Duplicate that on /dev/hdb. Use “n” to create the parttions, and “t” to change their type to “fd” to match. Once this is done, use “raidhotadd”:

# raidhotadd /dev/md0 /dev/hdb1
# raidhotadd /dev/md1 /dev/hdb2
# raidhotadd /dev/md2 /dev/hdb3

The rebuilding can be seen in /proc/mdstat:

# cat /proc/mdstat
Personalities : [raid1]
read_ahead 1024 sectors
md0 : active raid1 hdb1[0] hda1[1]
102208 blocks [2/2] [UU]

md2 : active raid1 hda3[1]
262016 blocks [2/1] [_U]

md1 : active raid1 hdb2[2] hda2[1]
119684160 blocks [2/1] [_U]
[>………………..] recovery = 0.2% (250108/119684160) finish=198.8min speed=10004K/sec
unused devices:

The md0, a small array, has already completed rebuilding (UU), while md1 has only begun.
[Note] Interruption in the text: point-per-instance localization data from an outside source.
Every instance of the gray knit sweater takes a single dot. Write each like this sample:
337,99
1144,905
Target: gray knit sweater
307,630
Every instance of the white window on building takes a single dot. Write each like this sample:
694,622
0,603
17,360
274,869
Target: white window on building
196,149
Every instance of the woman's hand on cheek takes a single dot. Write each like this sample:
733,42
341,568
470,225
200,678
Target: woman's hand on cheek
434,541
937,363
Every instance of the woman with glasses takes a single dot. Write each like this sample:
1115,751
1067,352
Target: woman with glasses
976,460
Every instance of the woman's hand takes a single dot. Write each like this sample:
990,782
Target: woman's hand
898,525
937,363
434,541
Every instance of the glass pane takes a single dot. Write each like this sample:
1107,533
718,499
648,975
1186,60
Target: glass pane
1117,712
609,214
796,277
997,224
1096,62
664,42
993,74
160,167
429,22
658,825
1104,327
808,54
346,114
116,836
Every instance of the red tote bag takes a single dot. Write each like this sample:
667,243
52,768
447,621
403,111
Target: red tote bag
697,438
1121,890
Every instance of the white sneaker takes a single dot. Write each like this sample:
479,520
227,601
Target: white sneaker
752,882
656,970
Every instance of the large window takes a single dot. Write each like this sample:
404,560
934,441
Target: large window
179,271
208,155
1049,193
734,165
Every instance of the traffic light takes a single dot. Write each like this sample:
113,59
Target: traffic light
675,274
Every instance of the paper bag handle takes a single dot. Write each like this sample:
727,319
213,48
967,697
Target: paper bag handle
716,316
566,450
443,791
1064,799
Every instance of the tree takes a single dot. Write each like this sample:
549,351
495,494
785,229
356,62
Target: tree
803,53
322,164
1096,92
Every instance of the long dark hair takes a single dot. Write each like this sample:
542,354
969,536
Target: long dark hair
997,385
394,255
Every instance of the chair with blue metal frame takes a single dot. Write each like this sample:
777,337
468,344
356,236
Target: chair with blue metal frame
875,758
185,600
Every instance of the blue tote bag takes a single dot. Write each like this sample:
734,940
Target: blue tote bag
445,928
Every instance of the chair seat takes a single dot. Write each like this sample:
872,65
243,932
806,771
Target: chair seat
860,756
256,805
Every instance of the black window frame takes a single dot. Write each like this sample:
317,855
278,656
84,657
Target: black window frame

After it finishes, it will show:

# mdadm -D /dev/md1
/dev/md1:
Version : 00.90.00
Creation Time : Thu Aug 21 12:21:21 2003
Raid Level : raid1
Array Size : 119684160 (114.13 GiB 122.55 GB)
Device Size : 119684160 (114.13 GiB 122.55 GB)
Raid Devices : 2
Total Devices : 2
Preferred Minor : 1
Persistence : Superblock is persistent

Update Time : Fri Oct 15 13:19:11 2004
State : dirty, no-errors
Active Devices : 2
Working Devices : 2
Failed Devices : 0
Spare Devices : 0

Number Major Minor RaidDevice State
0 3 66 0 active sync /dev/hdb2
1 3 2 1 active sync /dev/hda2
UUID : ede70f08:0fdf752d:b408d85a:ada8922b

I was a little surprised that this process wasn’t entirely automatic. There’s no reason it couldn’t be. This is an older Linux install; I don’t know if more modern versions will just automatically rebuild.